Twelve cases have been confirmed over the past two months, the majority of them in Williamsburg, home to around 70,000 Satmar Chasidim, and two in Borough Park, a Bobover enclave.

“We have not identified any source yet,” said Dr Jane Zucker, assistant commissioner for immunisation at New York City’s Department of Health and Mental Hygiene, “but in the past we have had measles imported from the UK and other European countries.

“There is a lot of movement between the Jewish communities in London and New York, so it certainly would not be a surprise if there were travel links.”

Although successful vaccination campaigns had eliminated local transmission of measles in the UK — as well as in the US — the Health Protection Agency announced last year that the highly contagious disease was once again endemic.

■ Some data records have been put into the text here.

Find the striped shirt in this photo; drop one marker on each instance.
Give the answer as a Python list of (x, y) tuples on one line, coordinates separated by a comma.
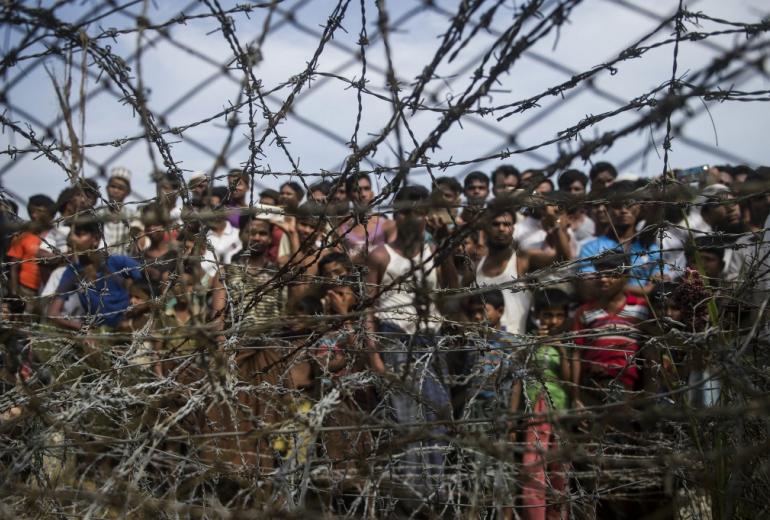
[(612, 339)]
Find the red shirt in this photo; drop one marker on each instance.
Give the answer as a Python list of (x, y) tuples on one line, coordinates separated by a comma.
[(24, 247), (613, 339)]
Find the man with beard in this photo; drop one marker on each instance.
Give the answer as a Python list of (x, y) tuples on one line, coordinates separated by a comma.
[(621, 237), (504, 264), (403, 276)]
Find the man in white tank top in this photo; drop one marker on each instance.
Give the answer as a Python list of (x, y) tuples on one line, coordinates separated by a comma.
[(504, 265), (402, 278)]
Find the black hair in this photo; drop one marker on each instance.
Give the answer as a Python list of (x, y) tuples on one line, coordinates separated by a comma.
[(600, 167), (506, 170), (295, 187), (351, 182), (550, 298), (270, 193), (569, 177), (475, 176), (450, 182), (613, 261), (42, 201), (89, 225), (220, 192), (322, 186), (336, 256), (409, 194), (714, 244), (493, 297)]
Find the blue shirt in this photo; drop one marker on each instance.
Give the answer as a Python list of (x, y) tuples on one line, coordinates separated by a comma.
[(107, 297), (645, 261)]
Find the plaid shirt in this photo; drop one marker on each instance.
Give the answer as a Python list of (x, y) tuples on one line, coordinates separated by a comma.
[(117, 229)]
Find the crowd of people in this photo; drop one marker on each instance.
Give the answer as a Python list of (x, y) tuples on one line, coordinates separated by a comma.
[(491, 308)]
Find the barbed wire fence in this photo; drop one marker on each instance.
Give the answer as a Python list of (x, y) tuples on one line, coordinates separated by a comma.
[(228, 429)]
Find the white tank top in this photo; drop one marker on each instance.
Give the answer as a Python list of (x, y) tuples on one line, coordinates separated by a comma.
[(516, 303), (397, 305)]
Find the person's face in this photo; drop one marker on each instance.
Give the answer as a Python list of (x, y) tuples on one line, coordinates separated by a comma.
[(308, 231), (334, 270), (487, 314), (477, 190), (168, 193), (238, 187), (500, 230), (609, 284), (268, 201), (362, 194), (712, 264), (505, 183), (600, 214), (318, 196), (289, 197), (623, 215), (40, 214), (759, 208), (602, 180), (117, 190), (200, 189), (410, 223), (340, 195), (552, 319), (577, 189), (82, 241), (258, 236)]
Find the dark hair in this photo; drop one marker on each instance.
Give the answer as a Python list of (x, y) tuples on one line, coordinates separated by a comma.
[(493, 297), (611, 261), (270, 193), (506, 170), (475, 176), (569, 177), (714, 244), (89, 225), (295, 187), (450, 182), (42, 201), (221, 192), (550, 299), (600, 167), (64, 198), (336, 256), (409, 194), (170, 179), (322, 186), (352, 182)]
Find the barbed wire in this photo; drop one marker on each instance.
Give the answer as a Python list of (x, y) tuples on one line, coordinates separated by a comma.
[(266, 399)]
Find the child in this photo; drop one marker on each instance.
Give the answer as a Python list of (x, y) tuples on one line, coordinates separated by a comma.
[(545, 391), (606, 363), (26, 277)]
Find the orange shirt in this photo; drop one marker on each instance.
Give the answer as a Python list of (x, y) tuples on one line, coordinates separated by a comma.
[(24, 247)]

There have been sporadic outbreaks of measles in Charedi areas, and an outbreak of mumps in Stamford Hill earlier this month.

Dr Joseph Spitzer, a Stamford Hill doctor, said that he had no evidence that immunisation levels were lower in the Orthodox community in Hackney than any other group, but said that they were short of getting “herd” protection, which required 95 per cent immunisation rates in a community.

He believed that the local health authority, City and Hackney Primary Care Trust, needed to do more to issue reminders when children from large families were due to receive MMR vaccinations.

“It’s hard enough to remember one’s own dates for immunisations, but when you’ve got several children you need to receive written reminders over vaccination dates.”

A representative of the Charedi Jewish Community Health Forum said: “There’s a close relationship between the New York and Stamford Hill Orthodox communities so diseases can spread fast between us. There’s no evidence that we caused the recent measles outbreak in New York.”

According to Dr Zucker, levels of immunisation amongst New York Chasidim are also low.

“Eighty per cent of cases could have been prevented if children had been properly vaccinated.”

She concedes that children are generally immunised by the time they enter school — as required by New York law — but says parents often delay vaccination until enrollment time, leaving children vulnerable for several years.

Most of the victims in the recent outbreak had not yet started school.

Rabbi David Niederman, head of Williamsburg’s United Jewish Organisation, said that the community has worked closely with schools and the department of health to prevent the spread of measles.

Most local children start school early, just after turning two, and claims about widespread resistance to vaccination in Jewish Williamsburg are “just nonsense”.

The children who got measles “were obviously not vaccinated,” he says, but delaying vaccination is “less than not the norm”.

There were more than 1,000 cases of measles in Israel between August 2007 and May 2008, many of them in Charedi areas, where vaccination is also low.

The outbreak began when a 22-year-old Satmar Chasid from London, who had the disease, attended a Jerusalem wedding along with 2,000 others.